How to follow the teachings, not the teacher
By Debi Buzil
I remember the burning incense, the candles on the altar, and the beautiful pictures of the deities in my teacher’s studio. I sat, I meditated, I did yoga. My experiences were exquisite. My heart felt open, and my mind was ecstatic and blissful with each meeting. I’ve always found it important to connect with a teacher, to deepen my practice, and have an observer check in on me. The other students and I sat with our teacher in this space, accessing wonderful states of peace, wisdom and equanimity.
Fast forward six months. My teacher, bound by word and marital contract, was “outed” for sleeping with a student. I’d heard of these scandals. I had been affected by them, albeit from a distance, and had found myself judging the alleged. Now the subject of such a scandal was someone near and dear to me. What to do?
I fell into a funk. The early morning breathing and chanting practices I learned from my teacher fell to the wayside, and I couldn’t get out of bed. People familiar with the situation were taking sides and talking. I learned from my mother that gossip is for the birds, so I set my intention not to get involved in the drama.
I understand we are spiritual beings given these very human bodies and challenges. I strive to live by my own truth, and I choose teachers that live what they teach. But Lord knows how many times we have slipped up. All of us.
Despite the knowledge that we are all human, I still couldn’t get up and do my morning practice. Was I equating my teachings with the teacher? Was I throwing the baby out with the bathwater? I needed help. I felt disillusioned, angry and bewildered. I had had a great relationship with my meditation and asana, resulting in a great relationship with myself. Now what?
After taking a little bit of downtime, I gave myself permission to grieve. Once again it seemed like I’d lost something precious and dear. I reached into my backpack of yoga, in search of practical tools to help guide me. And then I remembered Sutra 1:20: sraddha virya smrti samadhi prajna purvaka itaresam. T.K.V. Desikachar translates this sutra in The Heart of Yoga as, “Through faith, which will give sufficient energy to achieve success against all odds, direction will be maintained. The realization of the goal of yoga is a matter of time.”
We all need a positive feedback loop that is rooted in faith, and nourishes faith. Yoga is always experiential. We practice because we know the benefits are many, but we deeply feel these benefits. I want my morning practice back, with a clearer mind, energy, more willpower, insight and attention to right action. Cultivating faith gives me the courage to continue repeating what my teacher has taught me.

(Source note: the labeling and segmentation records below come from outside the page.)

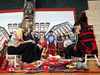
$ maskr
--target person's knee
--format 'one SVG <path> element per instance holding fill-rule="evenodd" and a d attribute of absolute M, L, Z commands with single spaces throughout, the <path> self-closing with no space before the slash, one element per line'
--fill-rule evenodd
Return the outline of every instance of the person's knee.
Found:
<path fill-rule="evenodd" d="M 28 42 L 28 44 L 29 44 L 30 47 L 34 46 L 34 44 L 32 42 Z"/>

Do I still feel a sense of betrayal from my teacher? Yes. Have I been able give him the ownership of his actions, and not participate in his life drama? I can say that I am working on it. I am open and experiencing what you may call “teacherlessness.” Not attached to an outcome, I leave my path open for exploration. I plan on speaking to my teacher frankly and honestly, highlighting the positive qualities I saw in him, plus my disappointment and loss.
This morning I am off to fetch the incense and light the candles on my altar. I sit. I meditate. I do yoga.
Debi Buzil is the leader of Chicago-based Kirtan group Devi 2000. She is a longtime teacher and student, and a mother of two.